The specific calculation process of the characteristic entropy ranking in the step 5 comprises the following steps:

wherein SF_i,dRepresents a scaling factor, H_i,dRepresenting a characteristic entropy value, and N representing the number of categories;

SE calculated by combining sets of features_dThe values are sorted from small to large to obtain a large to small ordered sequence of feature importance.
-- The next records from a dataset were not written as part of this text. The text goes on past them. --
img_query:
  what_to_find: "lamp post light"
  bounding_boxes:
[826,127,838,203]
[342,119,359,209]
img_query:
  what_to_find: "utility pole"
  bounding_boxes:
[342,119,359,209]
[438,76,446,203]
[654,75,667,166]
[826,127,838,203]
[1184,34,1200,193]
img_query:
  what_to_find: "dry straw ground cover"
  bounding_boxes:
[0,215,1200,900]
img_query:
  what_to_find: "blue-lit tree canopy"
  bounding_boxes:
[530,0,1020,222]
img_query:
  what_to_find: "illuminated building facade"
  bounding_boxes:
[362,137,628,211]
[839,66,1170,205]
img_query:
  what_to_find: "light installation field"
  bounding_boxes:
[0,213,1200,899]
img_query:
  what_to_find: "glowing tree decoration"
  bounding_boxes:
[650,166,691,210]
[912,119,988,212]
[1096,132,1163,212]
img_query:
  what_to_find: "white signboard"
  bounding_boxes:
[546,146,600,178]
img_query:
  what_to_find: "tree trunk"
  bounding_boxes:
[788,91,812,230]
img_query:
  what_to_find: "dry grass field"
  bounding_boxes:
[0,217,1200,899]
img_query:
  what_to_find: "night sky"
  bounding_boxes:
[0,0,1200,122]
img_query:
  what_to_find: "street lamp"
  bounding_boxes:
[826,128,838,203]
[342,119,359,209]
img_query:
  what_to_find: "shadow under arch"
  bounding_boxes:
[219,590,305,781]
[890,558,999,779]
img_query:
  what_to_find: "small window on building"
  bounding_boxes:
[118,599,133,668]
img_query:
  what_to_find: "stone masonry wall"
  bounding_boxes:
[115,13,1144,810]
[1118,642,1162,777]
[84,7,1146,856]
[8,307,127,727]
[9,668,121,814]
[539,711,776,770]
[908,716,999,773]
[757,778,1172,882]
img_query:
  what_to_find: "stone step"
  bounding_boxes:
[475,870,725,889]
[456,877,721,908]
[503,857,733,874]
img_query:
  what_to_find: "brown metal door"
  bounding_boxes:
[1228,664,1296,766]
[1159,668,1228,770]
The invention has the beneficial effects that:

the algorithm provided by the invention adopts a fuzzy centralized information entropy calculation method FIEE to solve the problem that the calculation cannot be carried out due to the huge characteristic value space in the traditional information gain and information gain ratio calculation method. The method can greatly reduce the computational complexity.

Drawings

FIG. 1 is a flow chart of an FIEE algorithm based on fuzzy set feature entropy calculation;

FIG. 2 is a diagram of experimental environment configuration of UNSW-NB 15.

Detailed Description

The invention provides a feature subset selection method based on fuzzy set feature entropy value calculation. The technical solution of the present invention will be described in further detail by the following specific embodiments.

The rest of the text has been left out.